To illustrate the so-called law of supply and demand, let’s imagine I have 10 apples to sell. If 10 buyers are willing to give me $1 per apple, no problem; however, if I have only five buyers, I may have to convince each to take two apples at a lower price. On the other hand, if I have 20 buyers, I can raise the price and still sell all my apples, even though some buyers may not want to pay more than $1 per apple.
This system has functioned well since time immemorial and works even better in the globalized, mercantilist, technological world of today. We see it everywhere, from apples to the stock market to the sale of capital goods to countries like Argentina, which has just obtained a loan from the International Monetary Fund for $50 billion, to the tariffs that Mr. Trump is imposing on hundreds of products from China and other countries, making those products more expensive and complicating the world market just as he has by reviewing the North American Free Trade Agreement.
Locally, the cost of housing is a permanent cause of social and economic problems for most people. We all need a roof over our heads and we spend the largest percentage of our income to obtain one, whether as buyers or renters. In the Bay Area, the cost of housing has risen to the point where one-third of our household income, the amount that experts say should be devoted to housing, is insufficient for that purpose. In fact, the cost puts housing in the realm of impossible for the majority of citizens.
This problem has grown worse since the 1980s, and with the exception of the bursting of the national and global mortgage bubble of 10 years ago, when many people lost housing and employment and home and rental prices fell, those same prices have steadily risen. In places like West Marin, the crisis is exacerbated by the lack of places to live. This makes it more profitable for a homeowner to create a B&B or otherwise rent to vacationers than to offer it to a tenant who lives and works here. Those lucky owners who perhaps bought their property before the excessive price increases or else inherited it now prefer to sell it for several times its original price. They stand to reap a substantial profit of hundreds of thousands or even millions of dollars. “What a deal—I bought it for 10 and sold it for a 100!” They might exclaim, as if winning the lottery.
Yet for ordinary people, this is a huge and legalized injustice. In addition to the greed, envy and resentment it generates, the situation leads to enormous inequalities between friends, relatives and neighbors. And there seems to be no solution. Task forces and community meetings come and go, with nonprofit and government agencies seeking to change things or at least curb the trend toward ordinary people losing the ability to buy or rent where they work. There doesn’t seem to be light at the end of the tunnel; even adjusted low prices are too high for most people and easily exceed the standard of a third of family income spent on housing.
One proposed solution has come in the form of Proposition 1 on the upcoming ballot. It will ask voters if California should sell $4 billion worth of bonds to be used for a housing program to help low-income people including the elderly and disabled, veterans and farmworkers (in limited numbers). That amount of money will be insufficient, however, in light of the seemingly unstoppable rise in the cost of housing.
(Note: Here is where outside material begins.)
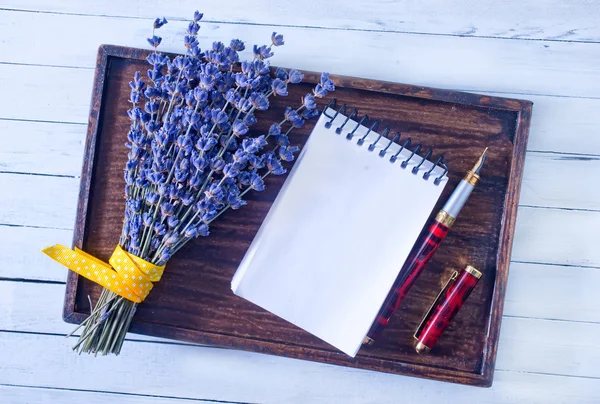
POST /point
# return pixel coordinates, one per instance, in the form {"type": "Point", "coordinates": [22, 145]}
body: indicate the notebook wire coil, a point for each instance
{"type": "Point", "coordinates": [384, 136]}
Into this mix of abstract, complex and subjective terms, such as economy, supply and demand and state bond, are thrust the affected: real flesh and blood people who work, sweat, eat, rest and sleep, who take their children to school, who try to have fun, who love and hate. But to do all of this, which seems so basic and simple, we must have one of the most elementary things: housing, a place of our own. If that is too expensive, too scarce and too difficult to obtain, how are we going to live?